Again and again, speakers returned to the idea of joining the dots. School grounds, city parks, historic gardens and backyards all have a role to play when nature is placed at the centre.

Proof in Practice

Few gardens are more recognisable than Great Dixter. Fergus Garrett spoke generously about their Biodiversity Audit, demonstrating how intensively designed and managed gardens can still support remarkable ecological richness. Dixter stands as reassurance for those who worry that gardening for wildlife means neglect. It does not. It means intention.

Libby Drew speaking at the Wilding Gardens Conference 2026, by Amy Hurn
Libby Drew speaking at the Wilding Gardens Conference 2026, by Amy Hurn

Our own Libby Drew captured the mood of optimism while introducing Weald to Waves to a northern audience. Following a presentation from Cyan Lines, an ambitious project connecting Manchester’s green and blue spaces, ecological corridors were firmly on the agenda. As John Little reminded us, those corridors are full of gardens, and gardeners.

The conference closed with a rousing summary from Andy Burnham, who reaffirmed Manchester’s commitment to becoming one of the greenest cities in the UK. It felt like a genuine turning point.

23 Million Opportunities

Perhaps the most powerful message of the conference lay in its diversity of voices. Politicians, designers, ecologists, sound engineers and researchers all pointed to the same conclusion. Gardens are part of the bigger nature recovery story, all 23 million of them across the UK.

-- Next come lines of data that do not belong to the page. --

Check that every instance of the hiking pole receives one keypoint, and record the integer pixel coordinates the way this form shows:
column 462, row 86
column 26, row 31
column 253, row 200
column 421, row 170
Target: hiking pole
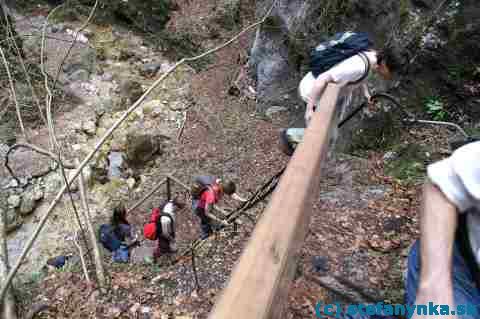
column 197, row 284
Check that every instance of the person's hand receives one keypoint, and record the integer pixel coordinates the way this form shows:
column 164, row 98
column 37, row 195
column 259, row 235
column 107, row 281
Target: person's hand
column 439, row 296
column 308, row 116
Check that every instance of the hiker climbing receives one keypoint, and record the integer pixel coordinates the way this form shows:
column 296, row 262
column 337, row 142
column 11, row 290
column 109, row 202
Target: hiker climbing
column 346, row 60
column 206, row 191
column 162, row 228
column 117, row 237
column 448, row 249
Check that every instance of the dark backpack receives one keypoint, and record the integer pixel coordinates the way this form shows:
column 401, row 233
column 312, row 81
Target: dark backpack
column 340, row 47
column 151, row 230
column 108, row 239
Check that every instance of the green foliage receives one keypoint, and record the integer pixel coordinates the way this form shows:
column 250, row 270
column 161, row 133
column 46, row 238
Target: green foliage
column 409, row 166
column 404, row 12
column 228, row 15
column 436, row 108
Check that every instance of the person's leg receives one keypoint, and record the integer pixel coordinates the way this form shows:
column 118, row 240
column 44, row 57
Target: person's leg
column 204, row 222
column 465, row 290
column 163, row 246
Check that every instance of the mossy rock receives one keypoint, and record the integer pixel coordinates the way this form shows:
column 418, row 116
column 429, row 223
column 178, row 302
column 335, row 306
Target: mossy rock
column 410, row 165
column 7, row 133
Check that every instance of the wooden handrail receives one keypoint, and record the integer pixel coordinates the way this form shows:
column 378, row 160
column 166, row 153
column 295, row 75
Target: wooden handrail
column 259, row 284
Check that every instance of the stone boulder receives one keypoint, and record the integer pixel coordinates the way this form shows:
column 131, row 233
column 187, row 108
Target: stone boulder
column 129, row 91
column 30, row 199
column 141, row 148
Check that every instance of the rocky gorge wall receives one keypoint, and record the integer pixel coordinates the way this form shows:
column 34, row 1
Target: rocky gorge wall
column 436, row 41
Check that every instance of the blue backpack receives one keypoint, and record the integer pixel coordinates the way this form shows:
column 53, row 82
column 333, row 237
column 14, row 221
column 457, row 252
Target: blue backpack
column 340, row 47
column 108, row 239
column 121, row 255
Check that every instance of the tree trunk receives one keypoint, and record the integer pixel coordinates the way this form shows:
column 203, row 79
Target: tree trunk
column 93, row 238
column 8, row 310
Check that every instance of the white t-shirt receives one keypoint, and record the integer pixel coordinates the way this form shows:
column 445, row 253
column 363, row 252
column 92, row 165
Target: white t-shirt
column 167, row 222
column 349, row 70
column 458, row 177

They connect people with nature. They offer stepping stones across fragmented habitats. From organisations such as the National Trust to individual window boxes, the variety and diversity of outdoor spaces is a strength.

When these spaces are linked with farms, estates and new green infrastructure, as we are doing in Sussex through Weald to Waves, the potential is extraordinary. We can create functioning ecosystems at scale, landscapes where people, food production and wildlife coexist.

Gardens are not small or separate. They are essential parts of a hopeful, connected movement for nature recovery.